“If you can acknowledge it and you can relax with it a little bit, very often it shortens its duration.”
The noise begins with a low, hum-like sound that sticks to the hour’s underbelly like another dimension. Slowly, but surreptitiously the noise grows to a loud bass that eventually drowns out the music of life.
This can be for several days, months, or even entire seasons. Keats was often visited by it in his brief life. It left him without ideas, and with hands as heavy as lead. It rendered Lorraine Hansberry “cold, useless, frustrated, helpless, disillusioned, angry and tired.” It drove Abraham Lincoln to the brink of suicide.
If you are lucky enough, if you have the right aids of science, social support, and chance, one day you look over the shoulder of time and, like the poet Jane Kenyon, gasp in grateful incomprehension: “What hurt me so terribly all my life until this moment?” But until that moment comes, as William Styron so vividly observed in his classic bridge of empathy, “the gray drizzle of horror induced by depression takes on the quality of physical pain.”
One of the greatest artists in our time, whose music made the world brighter for many generations and makes life easier is among us who have been drenched by the rain.

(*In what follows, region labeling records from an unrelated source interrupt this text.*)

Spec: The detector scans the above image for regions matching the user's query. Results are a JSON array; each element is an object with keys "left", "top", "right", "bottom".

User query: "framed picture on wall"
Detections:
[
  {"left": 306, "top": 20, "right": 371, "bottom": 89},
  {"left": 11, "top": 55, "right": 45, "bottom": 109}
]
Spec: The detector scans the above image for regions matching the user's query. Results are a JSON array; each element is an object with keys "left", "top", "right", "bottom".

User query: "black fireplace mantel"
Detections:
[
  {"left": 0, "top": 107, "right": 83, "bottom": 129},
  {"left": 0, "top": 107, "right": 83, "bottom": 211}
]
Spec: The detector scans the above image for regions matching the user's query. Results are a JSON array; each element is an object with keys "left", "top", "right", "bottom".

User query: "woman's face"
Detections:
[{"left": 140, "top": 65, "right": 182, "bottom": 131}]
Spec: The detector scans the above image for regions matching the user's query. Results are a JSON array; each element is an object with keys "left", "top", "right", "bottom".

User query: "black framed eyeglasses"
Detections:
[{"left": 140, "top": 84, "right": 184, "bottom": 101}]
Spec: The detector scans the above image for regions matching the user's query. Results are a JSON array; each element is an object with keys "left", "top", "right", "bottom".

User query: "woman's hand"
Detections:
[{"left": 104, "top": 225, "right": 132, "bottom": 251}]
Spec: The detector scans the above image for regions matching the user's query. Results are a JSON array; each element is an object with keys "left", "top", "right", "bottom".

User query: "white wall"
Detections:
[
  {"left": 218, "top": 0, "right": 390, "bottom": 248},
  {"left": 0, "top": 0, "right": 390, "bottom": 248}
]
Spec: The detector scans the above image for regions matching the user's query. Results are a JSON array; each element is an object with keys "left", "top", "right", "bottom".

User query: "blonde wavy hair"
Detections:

His memoir Born to Run (public Library) Bruce Springsteen writes about his father’s “long, drawn-out depressions,” often so debilitating that he could not rise from bed for days, and about his own tumble toward the edge of the abyss quarried by his genetic inheritance and the darknesses of his childhood, and about what kept him from falling. “God help Bruce Springsteen when they decide he’s no longer God,” John Lennon reflected in his most personal interview, but no outside “they” — no critic, no cry from the public — ever measures up to the inner chorus of anguish that most cruelly lowers an artist from the pedestal of their creative power and into the pit of depression.
Springsteen wrote:
My depressive state is spreading like oil across the lovely turquoise-green waters of my controlled and planned existence. The black sludge threatens to overtake every living thing of mine.
Even Springsteen’s favorite books reflect this lifelong undertone of black. His BBC Desert Island Discs broadcast is where Springsteen opens up about the depths of his depression and how he’s learned to cope with it. He thinks back:
I’ve developed some skills that help me in dealing with it, but still — it is a powerful, powerful thing that really comes up from things that still remain unexplainable to me.
He realizes that much of the problem is biochemistry and that biochemical intervention can be very helpful. Now he looks at the psychological skills that helped him to manage the storm. A Buddhist-like strategy for unresisted presence and the flow of experiences on their own terms.
It is as simple as naming it [helps]… What most people tend to want to do is, when they feel bad, the first thing you want to do is to name a reason why you feel that way: “I feel bad because…” and you’ll transfer that to someone else “…because Johnny said This to me,” or “this happened.” And, sometimes, that’s true. But a lot of times, you’re simply looking to name something that’s not particularly nameable and if you misname it, it just makes everything that much worse.
So my “skill” is sort of saying, “Okay, it’s not this, it’s not that — it’s just this. This is something that comes; it’s also something that goes — and maybe something I have to live with for a period of time.”
If you are able to acknowledge the feeling and allow yourself to relax a bit, it can often be reduced in duration.
Complement with Bloom — a touching animated short film about depression and what it takes to recover the light of being — and Tim Ferriss on how he survived his suicidal depression, then revisit Robert Burton’s centuries-old salve for melancholy and two centuries of beloved writers — including Keats, Whitman, Hansberry, Carson, and Thoreau — on the mightiest antidote to depression.